Ayant refermé la parenthèse infantile de Cars 2, le studio Pixar revient avec son marronnier estival, en forme de conte a priori traditionnel – c’est-à-dire, de prime abord, la chasse gardée du grand frère Disney. Le dynamique Pixar aurait-il donc été définitivement phagocyté par la firme aux grandes oreilles ? Non – une fois encore, Pixar parvient à étonner, plaçant son Rebelle à l’esthétique éblouissante, au ton subtil et mature loin des sentiers battus.
Ce qui est « Rebelle » pour nous est « Brave » pour les anglophones : une subtile polysémie échappe à la traduction – ce dont on parle ici c’est autant la rébellion que le courage, que la force d’affronter les choses. Au sein de ce titre lapidaire, réside tout ce qui fait le sel du nouveau Pixar : c’est, avant tout, ladite polysémie. En effet, à l’énoncé de l’intrigue, on placera volontiers Rebelle dans la catégorie double, symbiotique, du conte de fées et du récit initiatique, d’accession à l’âge adulte. Extrêmement codifié, le récit initiatique réclame, a priori, que chaque personnage corresponde à un archétype, à une donnée précise, symbolique, permettant la lecture analytique : c’est pourtant là que va bifurquer Rebelle. Son héroïne, Merida, va donc effleurer tour à tour tous les thèmes attendus : la révolte contre un ordre établi perçu comme injuste, les erreurs de jugement, les conséquences drastiques des choix qu’elle aura à faire… C’est pourtant en brisant les limites de son carcan narratif que Rebelle va voir naître, avec Merida, d’un personnage d’une richesse remarquable, d’une humanité inaccoutumée. On trouvait déjà dans les personnages principaux de Wall-E les prémices de cette ampleur narrative, et le merveilleux couple vedette du prologue de Là-haut confirmait cette attention portée par Pixar à la justesse de ses protagonistes.

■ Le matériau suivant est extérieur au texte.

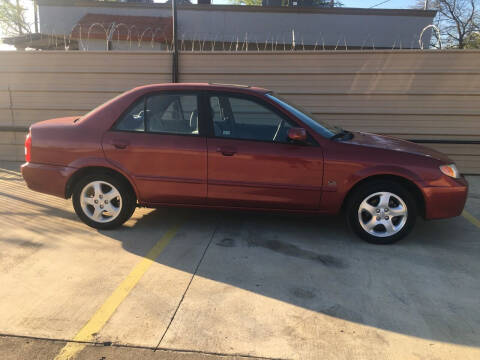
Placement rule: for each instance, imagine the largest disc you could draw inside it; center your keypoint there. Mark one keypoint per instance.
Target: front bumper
(445, 201)
(48, 179)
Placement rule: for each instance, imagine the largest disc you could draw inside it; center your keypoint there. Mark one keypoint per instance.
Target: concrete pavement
(235, 284)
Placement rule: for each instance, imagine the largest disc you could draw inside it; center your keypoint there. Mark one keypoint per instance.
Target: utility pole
(174, 43)
(35, 15)
(19, 24)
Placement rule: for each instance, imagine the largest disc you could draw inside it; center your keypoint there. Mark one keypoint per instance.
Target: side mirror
(297, 134)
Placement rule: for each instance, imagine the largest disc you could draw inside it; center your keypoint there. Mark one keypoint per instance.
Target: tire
(370, 208)
(103, 201)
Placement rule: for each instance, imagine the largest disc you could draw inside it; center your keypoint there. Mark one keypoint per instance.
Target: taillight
(28, 147)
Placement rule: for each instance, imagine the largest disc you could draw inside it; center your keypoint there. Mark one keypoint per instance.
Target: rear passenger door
(158, 142)
(251, 161)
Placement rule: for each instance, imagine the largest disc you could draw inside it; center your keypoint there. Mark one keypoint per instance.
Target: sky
(390, 4)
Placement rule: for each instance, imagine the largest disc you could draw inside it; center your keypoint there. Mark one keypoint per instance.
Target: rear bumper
(445, 201)
(48, 179)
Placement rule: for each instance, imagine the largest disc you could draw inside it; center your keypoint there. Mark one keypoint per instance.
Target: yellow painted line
(471, 218)
(103, 314)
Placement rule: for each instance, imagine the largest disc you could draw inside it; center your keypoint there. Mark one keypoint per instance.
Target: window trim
(209, 118)
(144, 97)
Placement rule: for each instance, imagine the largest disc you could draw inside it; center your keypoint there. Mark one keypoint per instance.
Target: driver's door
(251, 162)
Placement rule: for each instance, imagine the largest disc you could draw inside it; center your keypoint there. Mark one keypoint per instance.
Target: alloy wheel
(101, 201)
(382, 214)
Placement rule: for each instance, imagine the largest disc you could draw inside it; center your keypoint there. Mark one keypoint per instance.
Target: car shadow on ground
(425, 286)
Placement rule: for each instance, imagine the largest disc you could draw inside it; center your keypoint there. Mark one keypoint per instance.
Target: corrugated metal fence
(427, 96)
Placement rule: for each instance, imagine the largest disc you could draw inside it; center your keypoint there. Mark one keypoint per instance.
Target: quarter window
(162, 113)
(175, 114)
(133, 119)
(240, 118)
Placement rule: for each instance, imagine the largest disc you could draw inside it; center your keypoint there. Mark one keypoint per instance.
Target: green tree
(306, 3)
(457, 20)
(473, 41)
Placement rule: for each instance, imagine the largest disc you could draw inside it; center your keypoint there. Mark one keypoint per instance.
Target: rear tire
(103, 201)
(381, 212)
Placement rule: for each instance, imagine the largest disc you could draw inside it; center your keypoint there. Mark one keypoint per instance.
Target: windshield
(321, 127)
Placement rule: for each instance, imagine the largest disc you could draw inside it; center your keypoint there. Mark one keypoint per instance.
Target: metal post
(174, 43)
(35, 15)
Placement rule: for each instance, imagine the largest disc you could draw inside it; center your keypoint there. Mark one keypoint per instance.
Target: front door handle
(120, 144)
(227, 151)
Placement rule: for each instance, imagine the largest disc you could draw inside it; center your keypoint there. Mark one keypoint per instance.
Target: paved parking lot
(197, 284)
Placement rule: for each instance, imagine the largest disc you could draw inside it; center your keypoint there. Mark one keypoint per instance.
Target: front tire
(103, 201)
(381, 212)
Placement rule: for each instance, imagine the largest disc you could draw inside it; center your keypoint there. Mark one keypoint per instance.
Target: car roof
(203, 86)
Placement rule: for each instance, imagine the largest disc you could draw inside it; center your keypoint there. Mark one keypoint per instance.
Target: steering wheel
(279, 130)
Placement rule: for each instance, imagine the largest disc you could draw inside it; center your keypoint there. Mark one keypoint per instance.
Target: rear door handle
(226, 151)
(120, 144)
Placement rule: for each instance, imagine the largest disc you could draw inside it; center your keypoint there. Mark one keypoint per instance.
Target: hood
(395, 144)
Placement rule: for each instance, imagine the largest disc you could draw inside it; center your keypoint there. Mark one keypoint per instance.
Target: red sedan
(236, 147)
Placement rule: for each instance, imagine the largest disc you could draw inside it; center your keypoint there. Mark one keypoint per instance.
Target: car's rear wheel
(381, 212)
(103, 201)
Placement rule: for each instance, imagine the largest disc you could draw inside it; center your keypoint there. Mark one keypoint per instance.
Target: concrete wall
(356, 27)
(422, 95)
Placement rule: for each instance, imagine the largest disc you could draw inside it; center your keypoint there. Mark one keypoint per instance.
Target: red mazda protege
(236, 147)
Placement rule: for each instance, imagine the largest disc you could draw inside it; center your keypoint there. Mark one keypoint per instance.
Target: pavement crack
(188, 287)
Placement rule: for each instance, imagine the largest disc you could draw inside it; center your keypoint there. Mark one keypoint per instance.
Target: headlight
(450, 170)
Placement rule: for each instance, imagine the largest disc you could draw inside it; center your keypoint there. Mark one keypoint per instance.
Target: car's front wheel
(381, 212)
(103, 201)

Rebelle reste dans le canon graphique du studio, en stylisant son esthétique à l’extrême : cependant, la liberté visuelle offerte par l’animation doit se mettre au service du récit. L’univers de Rebelle renvoie à l’image fantasmée du monde celte : les tons froids, verts et bleus, dominent, tandis que la précision et la minutie du trait impressionnent. On pourrait craindre qu’une telle virtuosité signifie un réel déficit sur le plan du récit – à tort. Une attention toute particulière semble avoir été portée à la physionomie de Merida, de ses parents, de tous : mais il fallait avant tout donner corps, laisser transparaître les émotions complexes qui forment le cœur du récit. Ciseler le merveilleux, soit, mais jamais aux dépends de l’histoire.

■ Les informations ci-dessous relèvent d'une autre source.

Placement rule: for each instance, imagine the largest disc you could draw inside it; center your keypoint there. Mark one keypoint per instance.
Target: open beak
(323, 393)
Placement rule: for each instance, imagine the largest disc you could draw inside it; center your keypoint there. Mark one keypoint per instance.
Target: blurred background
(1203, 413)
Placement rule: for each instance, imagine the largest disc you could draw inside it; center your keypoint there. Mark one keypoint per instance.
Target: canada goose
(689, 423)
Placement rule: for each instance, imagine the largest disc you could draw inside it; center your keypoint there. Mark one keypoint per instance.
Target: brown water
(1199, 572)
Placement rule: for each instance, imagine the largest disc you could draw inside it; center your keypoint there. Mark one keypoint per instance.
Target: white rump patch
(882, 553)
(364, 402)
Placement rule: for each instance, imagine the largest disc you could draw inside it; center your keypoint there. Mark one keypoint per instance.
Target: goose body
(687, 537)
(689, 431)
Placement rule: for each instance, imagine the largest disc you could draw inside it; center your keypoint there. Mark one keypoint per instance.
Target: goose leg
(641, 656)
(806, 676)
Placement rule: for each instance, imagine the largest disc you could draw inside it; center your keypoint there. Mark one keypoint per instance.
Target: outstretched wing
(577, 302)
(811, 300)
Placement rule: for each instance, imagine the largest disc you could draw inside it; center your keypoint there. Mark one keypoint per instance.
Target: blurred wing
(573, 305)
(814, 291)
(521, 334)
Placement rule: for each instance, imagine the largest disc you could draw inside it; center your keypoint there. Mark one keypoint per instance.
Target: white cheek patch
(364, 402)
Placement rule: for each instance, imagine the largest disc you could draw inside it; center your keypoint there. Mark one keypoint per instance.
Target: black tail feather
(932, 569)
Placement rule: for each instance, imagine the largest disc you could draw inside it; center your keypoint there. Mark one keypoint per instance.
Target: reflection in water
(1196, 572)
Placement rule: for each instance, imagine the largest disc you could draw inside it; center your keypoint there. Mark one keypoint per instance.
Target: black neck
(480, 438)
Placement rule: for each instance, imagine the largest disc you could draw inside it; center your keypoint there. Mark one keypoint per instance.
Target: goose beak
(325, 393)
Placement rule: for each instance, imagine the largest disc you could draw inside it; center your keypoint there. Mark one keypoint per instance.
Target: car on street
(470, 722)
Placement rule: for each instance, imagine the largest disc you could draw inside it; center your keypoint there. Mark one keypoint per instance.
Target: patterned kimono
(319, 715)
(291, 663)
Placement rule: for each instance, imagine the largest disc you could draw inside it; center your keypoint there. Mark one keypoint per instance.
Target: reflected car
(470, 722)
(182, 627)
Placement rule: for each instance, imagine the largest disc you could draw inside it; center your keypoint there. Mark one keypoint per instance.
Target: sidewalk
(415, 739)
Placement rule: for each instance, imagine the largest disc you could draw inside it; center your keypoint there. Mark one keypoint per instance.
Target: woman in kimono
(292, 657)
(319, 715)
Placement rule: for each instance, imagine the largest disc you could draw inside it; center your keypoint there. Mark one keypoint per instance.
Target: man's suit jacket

Avec Rebelle, le studio Pixar semble donc poursuivre sur la voie d’une maturité nouvelle : cet attachement à une peinture non-manichéenne, non-simpliste des caractères place ceux-ci au centre de la narration. L’intrigue semble toujours plus n’être qu’un prétexte à la création de personnages fouillés, complexes, passionnants – tout le contraire d’un studio Disney qui, au vu de La Princesse et la Grenouille et de Raiponce, semble se moquer comme d’une guigne de rendre les siens crédibles. Les choix opérés par les trois réalisateurs de Rebelle sont d’autant plus intéressants que le récit se veut épique, grandiose, héroïque : une ampleur inaccoutumée pour Pixar. Rebelle témoigne de l’ambition de construire un récit féerique, aventureux, qui soit en même temps le portrait d’une relation entre une mère et sa fille dont l’intensité étonne. Une ambition louable, qui permet de donner naissance à des séquences merveilleuses comme à d’autres, à la sincérité moins évidente.
En somme, Rebelle retient certaines des scories narratives de Là-haut et de Wall-E : nous avons toujours affaire à une humanité bouleversante – la « scène de la pêche » pouvant presque rivaliser avec le prologue de Là-haut – légèrement atténuée par certains choix scénaristiques maladroits. Mais le progrès est notable, et, malgré ces quelques fautes, le film va subtilement, progressivement aller au-delà de son canevas préconçu de conte de fée celte, via sa foi inébranlable dans l’humanité de Merida et de ses autres protagonistes. Cette humanité touchante, crédible et profonde, habite le film de telle façon qu’il va finir par se dresser, sans que l’on s’en aperçoive, au-delà des genres, des clichés et des publics-cibles.